Sur la photo, nous reconnaissons Josée Ouellet, Éric Zeillinger, Pierre-Marc Paquette, Alain Lussier et la fondatrice de la Fondation La Différence, Diane E. Tétreault.

Des vivaces pour contrer le cancer

Avec le retour du beau temps revient la traditionnelle campagne de vente de vivaces de la Fondation La Différence. Le week-end de la fête des Mères, il sera possible de se procurer des plants de marguerites au profit de l’organisme qui, comme son nom l’indique, propose d’affronter la maladie différemment: le sourire aux lèvres et le cœur rempli d’espoir.

C’est la première année que l’activité de financement est organisée en collaboration avec les nouveaux actionnaires du Centre Jardinage Granby, Éric Zeillinger et Pierre-Marc Paquette.

«C’était tellement naturel pour nous qu’on a presque oublié de confirmer notre participation!», s’est exclamé Éric Zeillinger, aussi propriétaire des Jardins Botanix, à Laval. «C’était important pour nous de maintenir l’implication communautaire du Centre», a-t-il précisé.

L’ancienne propriétaire de l’entreprise et jeune retraitée Josée Ouellet n’était pas bien loin ce jour-là. Son amie Diane E. Tétreault, Fondatrice et directrice générale de la Fondation La Différence, l’a désignée «marraine d’honneur» lors de la conférence de presse qui se tenait le jeudi 3 mai dernier.

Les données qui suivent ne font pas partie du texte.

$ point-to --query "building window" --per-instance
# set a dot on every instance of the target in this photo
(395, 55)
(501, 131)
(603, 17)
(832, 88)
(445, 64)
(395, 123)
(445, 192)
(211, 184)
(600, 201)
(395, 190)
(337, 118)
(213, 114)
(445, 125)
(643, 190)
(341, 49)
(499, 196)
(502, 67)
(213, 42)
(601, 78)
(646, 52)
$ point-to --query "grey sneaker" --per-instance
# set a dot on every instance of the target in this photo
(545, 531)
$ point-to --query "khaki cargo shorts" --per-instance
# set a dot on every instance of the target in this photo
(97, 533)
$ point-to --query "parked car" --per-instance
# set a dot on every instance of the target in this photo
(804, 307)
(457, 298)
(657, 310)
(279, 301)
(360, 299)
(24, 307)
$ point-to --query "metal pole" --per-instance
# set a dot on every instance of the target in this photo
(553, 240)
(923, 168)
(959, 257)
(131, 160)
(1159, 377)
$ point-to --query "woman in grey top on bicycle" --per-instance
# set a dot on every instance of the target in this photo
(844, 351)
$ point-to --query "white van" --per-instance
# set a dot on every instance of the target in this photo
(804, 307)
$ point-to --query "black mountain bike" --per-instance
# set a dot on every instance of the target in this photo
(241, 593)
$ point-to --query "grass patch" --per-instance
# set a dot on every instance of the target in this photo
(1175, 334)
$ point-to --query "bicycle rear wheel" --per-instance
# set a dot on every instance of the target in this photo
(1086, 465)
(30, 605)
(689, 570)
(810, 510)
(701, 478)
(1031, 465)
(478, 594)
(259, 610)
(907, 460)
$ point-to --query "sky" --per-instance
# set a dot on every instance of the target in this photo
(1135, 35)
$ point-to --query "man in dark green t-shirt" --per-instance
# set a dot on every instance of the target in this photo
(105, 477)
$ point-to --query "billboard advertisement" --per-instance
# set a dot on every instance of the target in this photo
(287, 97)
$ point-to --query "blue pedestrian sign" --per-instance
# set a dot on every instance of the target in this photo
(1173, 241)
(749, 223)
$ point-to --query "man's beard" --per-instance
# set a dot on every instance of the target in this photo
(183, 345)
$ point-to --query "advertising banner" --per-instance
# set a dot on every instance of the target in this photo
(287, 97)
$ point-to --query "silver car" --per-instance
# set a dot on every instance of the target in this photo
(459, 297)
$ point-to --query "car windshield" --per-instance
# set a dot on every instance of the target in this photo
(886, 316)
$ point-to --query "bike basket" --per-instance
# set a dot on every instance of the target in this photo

Mme Ouellet a rappelé avoir perdu son père et deux «très bons» employés à cause du cancer.

L’ancienne propriétaire tenait d’ailleurs à remettre un présent bien spécial aux deux hommes qui ont pris sa relève: le portrait de son père qui a longtemps été accroché dans son bureau. «C’est grâce à lui si le Centre existe. Quand j’étais ici, c’était mon porte-bonheur. » a-t-elle déclaré, la gorge nouée par l’émotion.

Partager l’espoir
Diane E. Tétreault explique que La Différence a une approche bien spéciale avec les personnes atteintes du cancer. Ses services vont de cercles de discussion à l’art thérapie, en passant par les conseils de beauté et la vente de chevelures temporaires à prix modiques. L’argent amassé durant la campagne de vivaces sert d’ailleurs à amoindrir le prix de vente de ces chevelures qui coûtent normalement plusieurs centaines de dollars. L’organisme utilise également une terminologie empreinte de beaucoup de positivisme. On parle, par exemple, d’«ambassadeurs de l’espoir» plutôt que de survivants et de «guerriers de l’espoir», plutôt que de bénévoles.

«On ne se sent pas du tout jugés lorsqu’on parle de ce qu’on ressent», explique l’ambassadeur Michel Cantin.

«Quand je suis arrivée la première fois, je voyais tout le monde souriant. Je me demandais ce qui se passait! Après, j’ai compris», rajoute Michelle Beauvais, une ambassadrice qui s’implique maintenant comme bénévole. La Fondation m’a vraiment aidée à continuer à me battre durant des moments où j’avais le goût de tout abandonner», confie-t-elle.

Mme Beauvais explique que La Différence, en plus de ses activités courantes, permet aussi de mettre les «ambassadeurs» en contact avec des professionnels lorsque le besoin se fait sentir. Elle a, par exemple, obtenu un rendez-vous avec un psychologue au moment où son combat devenait difficile.

L’organisme granbyen aurait aidé des centaines de personnes depuis sa fondation, en 2002. Mais Diane E. Tétreault n’aime pas parler de chiffres. «On ne veut pas que les gens qu’on accueille deviennent des statistiques», précise-t-elle. L’ambassadeur Michel Cantin, qui se tenait tout près, a renchéri en disant que c’est pour cette raison que tous «se sentent bien avec eux!»

Il sera possible de se procurer les plants de marguerites au Centre Jardinage Granby durant la fin de semaine de la fête des Mères, le 11, 12 et 13 mai. Les personnes qui auront acheté plus de cinq plants courront la chance de gagner des chèques-cadeaux au centre de jardinage de la rue Bruce.